Turbine Hall for a Month to a Random Person
Because you can talk about art and democracy all you want until you actually have to do it
The Tate Modern sits on the south bank of the river Thames in the heart of London opposite St Paul’s. It is a large building. Most days it is filled with large amounts of expensive art, tourists and Londoners with children cowering from the rain. As a power plant, it used to provide London, the city of industry and finance, with electricity and coal emissions until it went into disuse. That was until 2000 when it was finally made to what it is today – an art museum. It is a symbol of the power of a London that branded itself as post-industrial and had money to blow on stuff like this. London, the capital of the country that had founded the Industrial Age, chucked it in the bin and now needed to power the intellectual age and service economy with ideas and that.
It would be an inclusive time, an age where all of Britain’s rabble would meet the intelligentsia on the south bank of the river, their hands no longer soiled and their clothes no longer stained, and be able to appreciate art together at last. Or something like that. Now the artist’s hands are stained, with paint, grease and glue as they fabricate and construct the objects we view and ponder on in that former power plant. But they are singular and the rest are many and it’s no damn fair. It’s supposed to not be that way. Art, not just looking at it, is supposed to be for everyone.
What I propose is a great levelling, truly bringing art to the people by giving the people the grand, cavernous expanse that is the Turbine Hall each for a year. The everyman art heroes will be chosen by lottery, the method that pays for all of it anyhow. And that chosen person, will become the artist, the owner of Turbine Hall, to install just whatever the hell it is they want to put in there with the help of the museum.
* * *
Giles Farnsworth looks at down from the west entrance to the new installation. It is massive. The installation always is and almost always has to be in that big of a space. It would be a positive tragedy to not use the area to its full potential. You could fit an airliner in there. He looks from the entrance down the polished, concrete slope and thinks through what he is seeing: a massive upright human hand, all fingers curled in save the middle finger and on the back of the hand, facing him, a Millwall Football Club logo. He is puzzled.

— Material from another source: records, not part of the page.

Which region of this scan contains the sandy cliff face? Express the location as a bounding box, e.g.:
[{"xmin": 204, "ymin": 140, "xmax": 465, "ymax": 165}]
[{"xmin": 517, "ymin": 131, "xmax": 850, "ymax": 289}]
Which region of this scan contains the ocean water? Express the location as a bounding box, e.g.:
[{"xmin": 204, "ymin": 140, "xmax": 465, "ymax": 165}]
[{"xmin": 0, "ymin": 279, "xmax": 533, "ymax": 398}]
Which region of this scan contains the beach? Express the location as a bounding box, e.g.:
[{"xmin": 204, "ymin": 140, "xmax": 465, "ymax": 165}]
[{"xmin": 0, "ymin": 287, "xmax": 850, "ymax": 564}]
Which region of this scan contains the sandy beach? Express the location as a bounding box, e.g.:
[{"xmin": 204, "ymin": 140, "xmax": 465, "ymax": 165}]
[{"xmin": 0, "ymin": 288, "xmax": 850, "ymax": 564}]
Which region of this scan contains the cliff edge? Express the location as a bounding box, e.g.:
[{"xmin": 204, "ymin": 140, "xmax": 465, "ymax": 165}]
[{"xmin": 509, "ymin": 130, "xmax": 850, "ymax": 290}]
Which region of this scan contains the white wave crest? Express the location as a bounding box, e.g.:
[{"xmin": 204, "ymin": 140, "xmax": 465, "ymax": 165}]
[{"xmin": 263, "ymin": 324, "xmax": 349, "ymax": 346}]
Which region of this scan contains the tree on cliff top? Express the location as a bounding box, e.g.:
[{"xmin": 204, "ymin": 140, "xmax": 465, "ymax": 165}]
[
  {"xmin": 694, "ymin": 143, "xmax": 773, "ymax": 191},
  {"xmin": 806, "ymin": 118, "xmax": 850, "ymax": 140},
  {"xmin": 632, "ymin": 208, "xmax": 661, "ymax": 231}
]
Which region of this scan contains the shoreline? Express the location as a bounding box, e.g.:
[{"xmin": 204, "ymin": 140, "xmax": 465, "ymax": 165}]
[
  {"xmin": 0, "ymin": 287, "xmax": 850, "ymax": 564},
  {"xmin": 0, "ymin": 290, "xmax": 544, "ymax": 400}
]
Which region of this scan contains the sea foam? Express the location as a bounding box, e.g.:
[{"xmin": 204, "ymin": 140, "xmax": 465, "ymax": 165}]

Bob Newsome is not puzzled. He thought of it. He’s Millwall born and bred – a supporter from cradle to grave. He won the lottery after putting his name on a card and proving his residency and sure enough some guy named Johnny or something contacted him. He went to a bunch of chats, “workshops” they kept on calling them, despite no work being done or it not being in a shop, and they helped him with his idea. There was lots of post-it notes everywhere. They had five of them people running about moving the post-it notes as he said things. This went on for at least two weeks.
Johnny was not a football fan. What he was, was a very lowly paid “engagement officer” which meant that his newly minted Master of Arts was only semi-pointless as he had to talk to people who came to the museum who did not have arts degrees. Bob was adamant, it needed to be Millwall. He was Millwall he would insist. Millwall was London he would go on and on. They supported his vision, they had to, it was democracy. It was London.